# Thread: [MATLAB] Delaunay/Veronoi Diagram - Get polygons

1. ## [MATLAB] Delaunay/Veronoi Diagram - Get polygons

I am trying to calculate polygons around nodes to provide criteria for where the nodes can move during an optimization routine I am working on. Nodes are restricted to the square region u={0,1} and v = {0,1}.

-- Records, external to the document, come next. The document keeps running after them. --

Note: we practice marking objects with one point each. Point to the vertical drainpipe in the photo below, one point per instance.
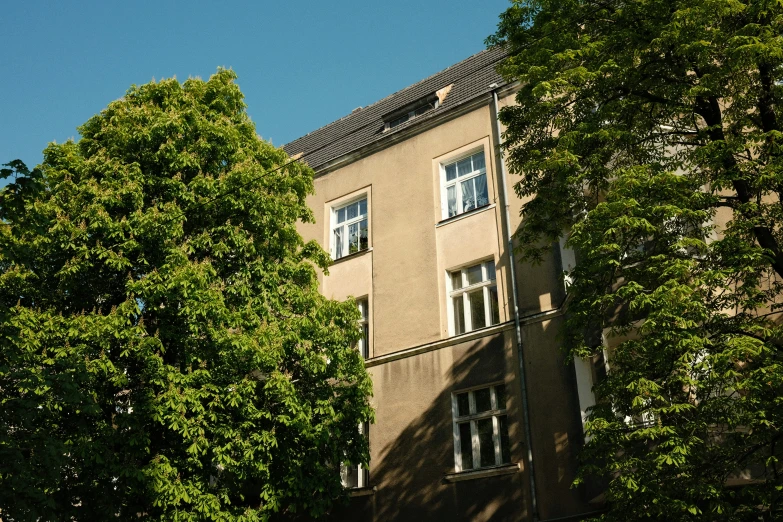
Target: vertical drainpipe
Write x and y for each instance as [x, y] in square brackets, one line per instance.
[512, 269]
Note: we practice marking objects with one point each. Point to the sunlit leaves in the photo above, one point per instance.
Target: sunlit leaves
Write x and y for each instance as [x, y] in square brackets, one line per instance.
[649, 131]
[164, 350]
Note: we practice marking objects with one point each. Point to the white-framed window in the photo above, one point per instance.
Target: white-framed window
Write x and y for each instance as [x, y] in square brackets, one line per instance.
[480, 428]
[349, 228]
[464, 185]
[356, 476]
[364, 342]
[473, 297]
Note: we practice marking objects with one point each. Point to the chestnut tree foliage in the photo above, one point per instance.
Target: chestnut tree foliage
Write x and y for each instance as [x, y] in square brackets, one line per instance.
[164, 351]
[650, 132]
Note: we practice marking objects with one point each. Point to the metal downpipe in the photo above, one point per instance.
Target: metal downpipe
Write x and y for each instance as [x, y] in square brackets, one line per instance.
[514, 292]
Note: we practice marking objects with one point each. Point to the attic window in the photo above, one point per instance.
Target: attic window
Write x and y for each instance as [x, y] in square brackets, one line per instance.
[410, 112]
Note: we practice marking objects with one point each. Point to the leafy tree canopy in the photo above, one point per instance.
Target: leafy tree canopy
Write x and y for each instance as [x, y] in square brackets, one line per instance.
[164, 350]
[650, 130]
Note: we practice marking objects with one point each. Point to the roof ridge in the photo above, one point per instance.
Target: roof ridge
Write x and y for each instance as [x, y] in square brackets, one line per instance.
[395, 93]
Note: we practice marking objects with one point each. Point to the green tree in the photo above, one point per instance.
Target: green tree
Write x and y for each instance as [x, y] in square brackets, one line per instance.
[164, 350]
[650, 131]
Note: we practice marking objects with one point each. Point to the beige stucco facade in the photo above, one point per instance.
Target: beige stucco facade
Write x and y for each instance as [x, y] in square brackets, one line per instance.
[417, 363]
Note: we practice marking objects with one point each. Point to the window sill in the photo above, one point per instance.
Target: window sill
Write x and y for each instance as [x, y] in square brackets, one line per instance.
[505, 469]
[464, 215]
[363, 492]
[351, 256]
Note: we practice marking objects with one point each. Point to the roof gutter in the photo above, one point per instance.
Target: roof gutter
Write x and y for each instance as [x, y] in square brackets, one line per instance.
[512, 270]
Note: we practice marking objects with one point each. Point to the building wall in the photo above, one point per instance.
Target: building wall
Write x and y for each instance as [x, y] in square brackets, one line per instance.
[414, 362]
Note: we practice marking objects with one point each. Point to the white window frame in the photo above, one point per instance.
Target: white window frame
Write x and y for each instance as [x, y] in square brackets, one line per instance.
[364, 323]
[345, 226]
[362, 473]
[495, 413]
[457, 183]
[485, 284]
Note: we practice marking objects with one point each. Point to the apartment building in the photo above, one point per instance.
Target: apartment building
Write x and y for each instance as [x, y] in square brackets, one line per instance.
[478, 415]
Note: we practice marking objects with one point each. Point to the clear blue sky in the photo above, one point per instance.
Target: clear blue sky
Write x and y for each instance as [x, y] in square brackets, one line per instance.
[301, 64]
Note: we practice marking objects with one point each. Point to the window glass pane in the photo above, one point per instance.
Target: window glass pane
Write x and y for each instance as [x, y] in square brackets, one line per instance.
[490, 270]
[477, 315]
[338, 242]
[482, 198]
[486, 444]
[456, 280]
[464, 167]
[451, 171]
[459, 315]
[463, 404]
[353, 238]
[505, 444]
[500, 396]
[474, 274]
[482, 400]
[363, 241]
[353, 210]
[451, 196]
[468, 196]
[493, 305]
[350, 476]
[478, 161]
[466, 446]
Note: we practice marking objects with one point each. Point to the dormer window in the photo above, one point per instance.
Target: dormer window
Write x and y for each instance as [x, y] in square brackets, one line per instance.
[411, 111]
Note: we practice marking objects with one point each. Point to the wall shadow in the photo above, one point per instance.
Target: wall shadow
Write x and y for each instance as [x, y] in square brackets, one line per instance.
[413, 447]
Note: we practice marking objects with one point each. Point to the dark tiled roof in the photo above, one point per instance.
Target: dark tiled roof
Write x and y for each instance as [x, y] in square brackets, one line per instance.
[471, 78]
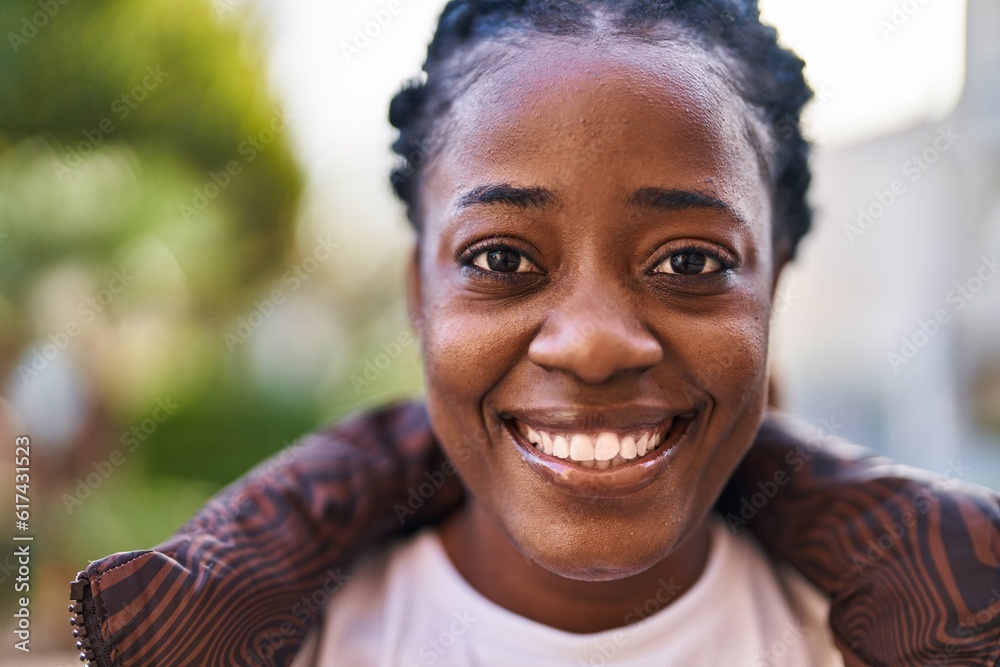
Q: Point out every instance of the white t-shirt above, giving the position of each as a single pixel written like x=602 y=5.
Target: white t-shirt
x=409 y=607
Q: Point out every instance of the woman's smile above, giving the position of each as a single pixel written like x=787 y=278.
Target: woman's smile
x=598 y=453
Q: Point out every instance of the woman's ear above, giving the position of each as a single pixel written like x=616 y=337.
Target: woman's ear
x=414 y=302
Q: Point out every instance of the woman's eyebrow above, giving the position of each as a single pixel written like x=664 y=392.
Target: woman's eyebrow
x=674 y=200
x=505 y=193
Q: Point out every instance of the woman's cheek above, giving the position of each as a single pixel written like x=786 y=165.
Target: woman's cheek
x=730 y=360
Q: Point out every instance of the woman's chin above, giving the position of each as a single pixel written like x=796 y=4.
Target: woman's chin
x=584 y=558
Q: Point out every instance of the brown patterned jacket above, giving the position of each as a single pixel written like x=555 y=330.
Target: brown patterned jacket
x=910 y=560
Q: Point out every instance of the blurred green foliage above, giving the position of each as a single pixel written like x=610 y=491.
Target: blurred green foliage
x=141 y=137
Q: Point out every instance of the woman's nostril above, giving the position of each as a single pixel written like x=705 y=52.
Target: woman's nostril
x=595 y=353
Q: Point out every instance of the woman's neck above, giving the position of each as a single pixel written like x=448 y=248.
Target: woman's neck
x=494 y=567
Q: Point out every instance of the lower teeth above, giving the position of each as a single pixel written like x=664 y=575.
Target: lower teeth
x=618 y=460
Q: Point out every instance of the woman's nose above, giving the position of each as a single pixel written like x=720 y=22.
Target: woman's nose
x=595 y=337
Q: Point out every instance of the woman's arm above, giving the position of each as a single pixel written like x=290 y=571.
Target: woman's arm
x=244 y=580
x=910 y=559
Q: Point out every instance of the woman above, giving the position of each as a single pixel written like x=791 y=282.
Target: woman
x=604 y=195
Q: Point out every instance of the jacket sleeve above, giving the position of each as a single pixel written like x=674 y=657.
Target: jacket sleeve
x=911 y=561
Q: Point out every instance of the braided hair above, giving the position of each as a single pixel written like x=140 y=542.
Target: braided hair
x=768 y=77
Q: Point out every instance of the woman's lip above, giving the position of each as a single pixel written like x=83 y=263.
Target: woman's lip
x=622 y=480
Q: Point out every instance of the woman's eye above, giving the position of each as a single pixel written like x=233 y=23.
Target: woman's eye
x=689 y=264
x=503 y=260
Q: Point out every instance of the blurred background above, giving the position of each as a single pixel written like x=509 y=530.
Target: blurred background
x=200 y=257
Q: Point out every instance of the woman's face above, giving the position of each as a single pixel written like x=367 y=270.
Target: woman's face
x=595 y=265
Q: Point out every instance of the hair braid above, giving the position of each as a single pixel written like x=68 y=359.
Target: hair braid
x=767 y=76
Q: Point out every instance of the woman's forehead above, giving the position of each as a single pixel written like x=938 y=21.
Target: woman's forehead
x=618 y=116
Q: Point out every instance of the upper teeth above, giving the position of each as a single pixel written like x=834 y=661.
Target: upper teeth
x=600 y=450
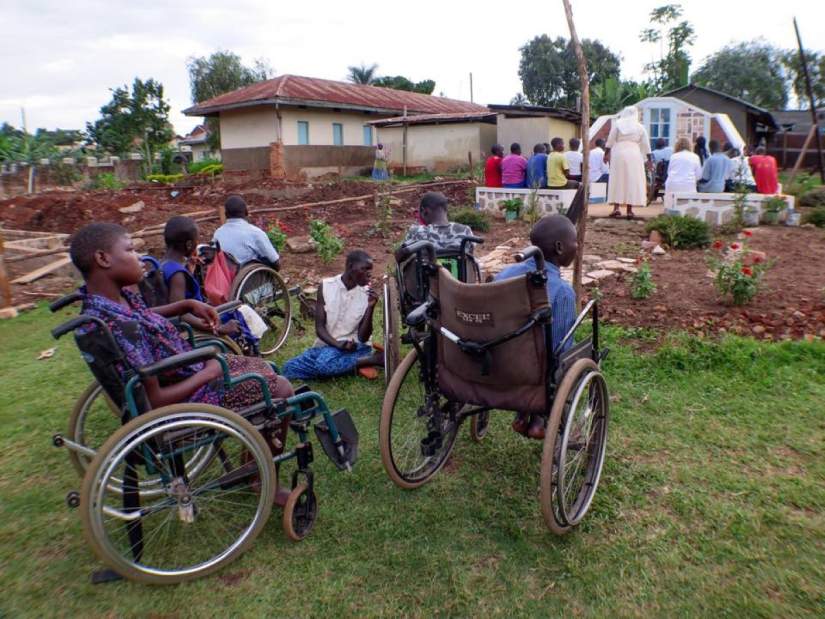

Here is the code for the attached image. It is simply a delaunay triangulation and veronoi diagram of 10 random node positions.

Code:
x = [0.196 0.992 0.802 0.424 0.729 0.498 0.809 0.357 0.073 0.591];
y = [0.910 0.194 0.432 0.749 0.039 0.946 0.764 0.559 0.184 0.498];
figure(1)
TRI = delaunay(x,y);
[vx, vy] = voronoi(x,y,TRI);
triplot(TRI,x,y,'k-')
axis([0 1 0 1]);
hold on;
plot(x,y,'r+',vx,vy,'b-','LineWidth',3)
hold off
txt = cell(1,length(x));
for j=1:length(x);txt{j}=sprintf('  %i',j);end
text(x,y,txt,'FontSize',18)
axis square
xlabel('u')
ylabel('v')
title('Optimizing Nodes in u-v Domain')
Idealy what I would like to achieve is an array for the position of each voronoi point and a cell array containing the indexes of each point corresponding to each nodes polygon or voronoi cell depending on what you want to call it. All veronoi points must be within / lie on the square region and each node must be completely bound.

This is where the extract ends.